The quiet bonus: back on the free Owner API, I could pull those polling throttles right back out. So I didn't just kill the bill — I got back the resolution and drive precision I'd sacrificed trying to survive the meter. Lower cost and better data, at the same time. That's my idea of a win:win outcome.
What I'd tell the next person
401vs403is the whole fork. 401 = bad credential, fixable with a new token. 403 = authenticated but not allowed — look upstream at scope, account state, or whatever decided your scope.- "Signed in" can be a lie. If an app's sign-in only refreshes a token, success tells you nothing about whether the resource API works. Find the real call and watch it.
- The UI will show you ghosts. TeslaMate fell back to a cached vehicle record and rendered a plausible car while every API call failed. The dashboard is not evidence.
- The fix can be hours old. The patch I needed was committed the same day, sitting in an unmerged PR with a prebuilt image. "Latest release" is not the frontier — open issues and PRs are.

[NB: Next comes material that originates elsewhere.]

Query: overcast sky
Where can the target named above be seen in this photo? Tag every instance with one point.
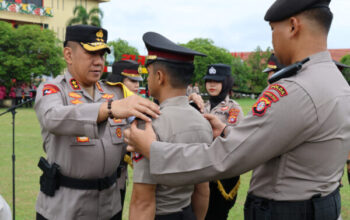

- TLS can carry semantics, not just security. A server choosing what to give you based on your negotiated TLS version is a failure mode I'll never un-see. If auth behaves differently across two environments and nothing else explains it, check the handshake.
And the meta-lesson, since I did this with an AI pair-debugger riding shotgun the entire night: it twice declared the Owner API "welded shut, account decommissioned," with real confidence and real evidence behind it. Both times, the thing that actually moved the needle was a dumb human hunch — go look at the new release; go read the PR thread. The tooling is phenomenal at chasing a trail at speed. Deciding which trail is still the job.
Now I'm going to bed.
Appendix: is this you? (the 30-second check)
If TeslaMate (or any Owner API client) shows the car as unavailable and your logs look like this:
POST https://auth.tesla.com/oauth2/v3/token -> 200 # refresh "works"
GET https://owner-api.teslamotors.com/api/1/products -> 403 # ...but forbidden
{"error": "forbidden, see https://developer.tesla.com/docs/fleet-api"}
…then a valid token is being scoped wrong by an old TLS negotiation. It is almost certainly not a dead account. Run a build that pins the auth host to TLS 1.3 — TeslaMate v4.0.1 or later (released June 14, 2026) — and the 403 turns into a 200.